My dad’s generosity didn’t extend to letting me accompany him to away games (I guess he had to be allowed to get away and have a pint or few every other week). However, one away game we did go to together was the FA Cup game at Old Trafford in 1964. The greatest excitement I have ever experienced outside of a bedroom was when Johnny Crossan danced across the edge of the penalty area beating three United defenders and put the ball in the top corner, putting us 3-1 up. OK, I know it finished 3-3 and we were well beat in the second replay, and that Crossan goal only exists in my mind’s eye because I have never seen (and don’t want to) a film of it. But to me it will always remain the greatest goal ever scored, ever, in the whole history of football.
I have had great individual player moments, such as getting kicked by Bobby Charlton (see above) or watching Jim Baxter in ’66 in the Waterloo Hotel (RIP) teach the Russian squad to drink rum and blackcurrant. But my favourite overall player has to be Johnny Crossan. Modern day commentators talk of the “number 10 role”. Well, Crossan wore 10 on his back, and was the archetypal inside forward: skilful, intricate, intelligent, and hard. Also, and this also might only exist in my mind’s eye (and if it does, I apologise Johnny), he used to come out of the tunnel with a cigarette in his mouth.

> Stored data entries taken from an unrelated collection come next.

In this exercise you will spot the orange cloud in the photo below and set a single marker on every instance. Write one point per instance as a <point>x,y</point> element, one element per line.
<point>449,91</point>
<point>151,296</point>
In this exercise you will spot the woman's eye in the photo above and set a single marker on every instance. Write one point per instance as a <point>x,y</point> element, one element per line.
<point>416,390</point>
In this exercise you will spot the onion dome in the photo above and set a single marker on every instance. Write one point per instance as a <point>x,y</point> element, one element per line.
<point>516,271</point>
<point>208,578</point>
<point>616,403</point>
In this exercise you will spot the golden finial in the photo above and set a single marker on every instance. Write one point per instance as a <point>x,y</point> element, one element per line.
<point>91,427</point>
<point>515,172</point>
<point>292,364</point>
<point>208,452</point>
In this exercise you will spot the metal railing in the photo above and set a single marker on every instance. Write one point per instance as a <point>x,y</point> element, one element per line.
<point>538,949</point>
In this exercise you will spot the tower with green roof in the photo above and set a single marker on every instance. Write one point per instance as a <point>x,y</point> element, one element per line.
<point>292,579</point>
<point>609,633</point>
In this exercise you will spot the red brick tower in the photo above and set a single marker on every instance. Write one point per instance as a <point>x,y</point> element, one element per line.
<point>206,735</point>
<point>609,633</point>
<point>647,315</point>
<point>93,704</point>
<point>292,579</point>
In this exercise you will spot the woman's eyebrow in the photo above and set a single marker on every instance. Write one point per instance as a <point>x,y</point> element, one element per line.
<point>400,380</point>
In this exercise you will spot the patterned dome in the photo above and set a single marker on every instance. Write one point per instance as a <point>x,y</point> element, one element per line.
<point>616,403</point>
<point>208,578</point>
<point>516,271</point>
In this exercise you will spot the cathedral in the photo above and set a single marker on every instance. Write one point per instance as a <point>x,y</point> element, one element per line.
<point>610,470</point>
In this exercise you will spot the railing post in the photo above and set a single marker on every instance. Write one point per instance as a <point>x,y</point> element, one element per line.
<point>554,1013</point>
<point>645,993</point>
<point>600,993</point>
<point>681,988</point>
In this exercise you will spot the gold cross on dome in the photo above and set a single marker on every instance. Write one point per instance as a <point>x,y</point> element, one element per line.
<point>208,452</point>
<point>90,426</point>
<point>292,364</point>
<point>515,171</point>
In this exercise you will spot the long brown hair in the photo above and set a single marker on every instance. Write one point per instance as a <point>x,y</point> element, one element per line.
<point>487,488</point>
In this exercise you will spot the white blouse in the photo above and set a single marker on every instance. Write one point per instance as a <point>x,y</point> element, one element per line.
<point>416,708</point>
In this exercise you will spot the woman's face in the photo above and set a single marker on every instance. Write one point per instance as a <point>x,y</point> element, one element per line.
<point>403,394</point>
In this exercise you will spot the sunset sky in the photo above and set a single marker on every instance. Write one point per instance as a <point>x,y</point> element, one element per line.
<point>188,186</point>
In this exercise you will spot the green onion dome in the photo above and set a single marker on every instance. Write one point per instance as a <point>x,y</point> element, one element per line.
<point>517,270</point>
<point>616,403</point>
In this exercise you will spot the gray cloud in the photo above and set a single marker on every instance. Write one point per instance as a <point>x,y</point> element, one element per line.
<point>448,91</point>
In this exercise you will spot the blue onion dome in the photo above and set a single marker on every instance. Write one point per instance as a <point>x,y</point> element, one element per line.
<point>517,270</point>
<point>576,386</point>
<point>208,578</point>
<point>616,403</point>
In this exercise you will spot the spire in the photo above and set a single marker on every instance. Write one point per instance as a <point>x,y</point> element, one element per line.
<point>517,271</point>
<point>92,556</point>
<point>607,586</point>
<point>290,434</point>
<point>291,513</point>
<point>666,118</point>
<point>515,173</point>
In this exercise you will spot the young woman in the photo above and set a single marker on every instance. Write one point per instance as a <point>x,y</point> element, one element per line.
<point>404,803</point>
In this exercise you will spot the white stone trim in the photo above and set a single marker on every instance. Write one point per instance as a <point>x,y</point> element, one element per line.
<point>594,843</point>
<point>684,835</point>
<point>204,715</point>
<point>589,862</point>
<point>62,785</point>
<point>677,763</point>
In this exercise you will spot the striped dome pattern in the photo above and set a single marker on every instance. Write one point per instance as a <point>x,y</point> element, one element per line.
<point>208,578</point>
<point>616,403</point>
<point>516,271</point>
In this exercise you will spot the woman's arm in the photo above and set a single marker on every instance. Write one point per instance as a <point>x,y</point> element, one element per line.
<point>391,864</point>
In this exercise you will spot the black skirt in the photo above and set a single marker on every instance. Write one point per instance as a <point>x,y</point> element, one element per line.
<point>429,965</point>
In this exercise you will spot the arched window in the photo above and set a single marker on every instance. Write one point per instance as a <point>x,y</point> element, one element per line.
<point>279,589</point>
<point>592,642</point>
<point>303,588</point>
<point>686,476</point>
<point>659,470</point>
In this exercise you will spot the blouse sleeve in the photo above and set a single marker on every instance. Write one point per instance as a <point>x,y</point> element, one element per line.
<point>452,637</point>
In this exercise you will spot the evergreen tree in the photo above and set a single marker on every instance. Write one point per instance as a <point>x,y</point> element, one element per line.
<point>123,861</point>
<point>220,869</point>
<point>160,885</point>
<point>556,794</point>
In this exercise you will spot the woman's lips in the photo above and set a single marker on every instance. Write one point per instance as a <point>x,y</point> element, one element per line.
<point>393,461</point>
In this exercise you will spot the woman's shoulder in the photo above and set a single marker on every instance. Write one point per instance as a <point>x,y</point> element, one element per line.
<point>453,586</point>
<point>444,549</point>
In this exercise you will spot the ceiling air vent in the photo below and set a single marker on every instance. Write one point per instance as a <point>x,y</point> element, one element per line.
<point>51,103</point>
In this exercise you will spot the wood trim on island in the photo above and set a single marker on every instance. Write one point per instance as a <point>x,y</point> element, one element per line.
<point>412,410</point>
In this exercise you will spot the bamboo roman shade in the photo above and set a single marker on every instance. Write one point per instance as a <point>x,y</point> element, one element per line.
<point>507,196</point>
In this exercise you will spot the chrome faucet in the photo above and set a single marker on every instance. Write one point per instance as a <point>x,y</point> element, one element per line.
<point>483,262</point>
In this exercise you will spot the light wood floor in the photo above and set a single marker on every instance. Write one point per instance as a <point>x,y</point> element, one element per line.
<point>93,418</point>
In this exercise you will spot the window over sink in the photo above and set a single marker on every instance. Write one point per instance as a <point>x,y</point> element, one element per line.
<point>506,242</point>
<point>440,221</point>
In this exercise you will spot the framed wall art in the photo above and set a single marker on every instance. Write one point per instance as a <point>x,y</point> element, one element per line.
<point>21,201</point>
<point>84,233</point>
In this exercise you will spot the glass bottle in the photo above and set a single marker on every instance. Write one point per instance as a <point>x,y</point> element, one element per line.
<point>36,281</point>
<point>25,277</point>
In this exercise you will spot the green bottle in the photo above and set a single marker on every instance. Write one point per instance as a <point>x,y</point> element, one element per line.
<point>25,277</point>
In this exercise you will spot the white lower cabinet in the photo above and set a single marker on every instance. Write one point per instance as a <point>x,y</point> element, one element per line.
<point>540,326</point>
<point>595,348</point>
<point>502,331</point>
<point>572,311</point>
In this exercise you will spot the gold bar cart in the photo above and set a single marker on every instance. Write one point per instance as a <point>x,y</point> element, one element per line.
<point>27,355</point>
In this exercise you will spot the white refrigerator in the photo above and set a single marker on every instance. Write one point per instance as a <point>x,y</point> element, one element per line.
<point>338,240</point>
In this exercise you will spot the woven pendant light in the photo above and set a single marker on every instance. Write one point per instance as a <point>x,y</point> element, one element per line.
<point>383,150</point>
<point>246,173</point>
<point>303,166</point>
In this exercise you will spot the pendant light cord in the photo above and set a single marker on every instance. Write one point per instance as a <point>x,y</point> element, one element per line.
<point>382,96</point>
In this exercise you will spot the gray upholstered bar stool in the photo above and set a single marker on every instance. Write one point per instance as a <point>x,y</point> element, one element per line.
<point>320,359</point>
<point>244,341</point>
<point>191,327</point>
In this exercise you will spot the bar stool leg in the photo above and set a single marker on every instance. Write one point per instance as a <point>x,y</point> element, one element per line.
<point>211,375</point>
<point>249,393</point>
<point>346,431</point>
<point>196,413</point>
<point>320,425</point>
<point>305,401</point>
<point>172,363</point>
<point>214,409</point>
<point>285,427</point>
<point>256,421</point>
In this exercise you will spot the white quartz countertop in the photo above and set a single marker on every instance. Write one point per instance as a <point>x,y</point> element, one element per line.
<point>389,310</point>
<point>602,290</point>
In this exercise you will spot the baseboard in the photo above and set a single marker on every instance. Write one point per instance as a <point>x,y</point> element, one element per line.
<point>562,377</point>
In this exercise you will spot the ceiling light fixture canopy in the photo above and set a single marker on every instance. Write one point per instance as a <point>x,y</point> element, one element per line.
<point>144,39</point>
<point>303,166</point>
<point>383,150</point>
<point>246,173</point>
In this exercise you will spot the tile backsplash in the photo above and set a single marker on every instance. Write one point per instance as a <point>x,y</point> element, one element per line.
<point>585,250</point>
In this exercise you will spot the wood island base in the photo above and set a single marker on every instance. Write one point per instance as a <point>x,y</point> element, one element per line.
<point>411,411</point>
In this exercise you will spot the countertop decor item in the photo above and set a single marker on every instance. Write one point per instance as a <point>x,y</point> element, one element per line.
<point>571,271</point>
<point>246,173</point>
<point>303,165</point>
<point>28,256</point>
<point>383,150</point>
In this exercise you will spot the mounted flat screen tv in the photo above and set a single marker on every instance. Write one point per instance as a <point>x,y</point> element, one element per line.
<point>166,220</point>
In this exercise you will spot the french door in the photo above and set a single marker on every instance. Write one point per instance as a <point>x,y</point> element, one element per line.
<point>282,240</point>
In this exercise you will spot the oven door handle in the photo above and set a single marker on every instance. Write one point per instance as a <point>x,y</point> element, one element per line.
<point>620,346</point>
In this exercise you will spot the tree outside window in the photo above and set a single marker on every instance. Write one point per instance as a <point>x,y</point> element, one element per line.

For a favourite ground I have to look at somewhere where I have only good memories, and, obviously I have experienced many fantastic moments at both Roker and the SoL. At Roker Park, being part of the Roker Roar, or watching Kevin Arnott controlling games from the centre circle, like a master squash player never moving from the T, or Cloughie laughing as he picked up the ball just inside the opposition half with only the Boro goalkeeper in front of him, or the shoes scattered across the Fulwell End terraces after the epic replay against Man Utd in 64, or the raucous journeys every other Saturday from the Brewers Arms in Durham to The Derby in my mates’ sit up and beg old Ford (and never forgetting the lads who used to sell raffle tickets in The Derby, going into the bar and shouting “it was won in the lounge” then going into the lounge and shouting “it was won in the bar”).
At the SoL the whole Peter Reid magical era, or an epic individual midfield battle when Gavin McCann upped his game to go toe to toe for 90 minutes with Patrick Vieira, or the spontaneous standing ovation given to Thierry Henry when he was substituted, leaving our pitch for the last time.
But at both grounds there have been too many heartbreaks for either ground to be considered my favourite. Cloughie’s career being ended by the Bury goalkeeper. Tommy Harmer’s knee ruining the promotion party atmosphere. The so bad you had to laugh experience of watching us score three own goals against Charlton. Following Sunderland means that most grounds you visit will provide painful memories.
The only ground I can think of where all my experiences were good is St James’ Park. Apart from getting an apology from Bobby Charlton, I was also there to see Gary Rowell’s hat trick, Blyth Spartan’s battle in the mud against Wrexham, not to mention seeing The Stones and Bob Dylan there. So, strangely, I guess St James’ Park is my favourite ground.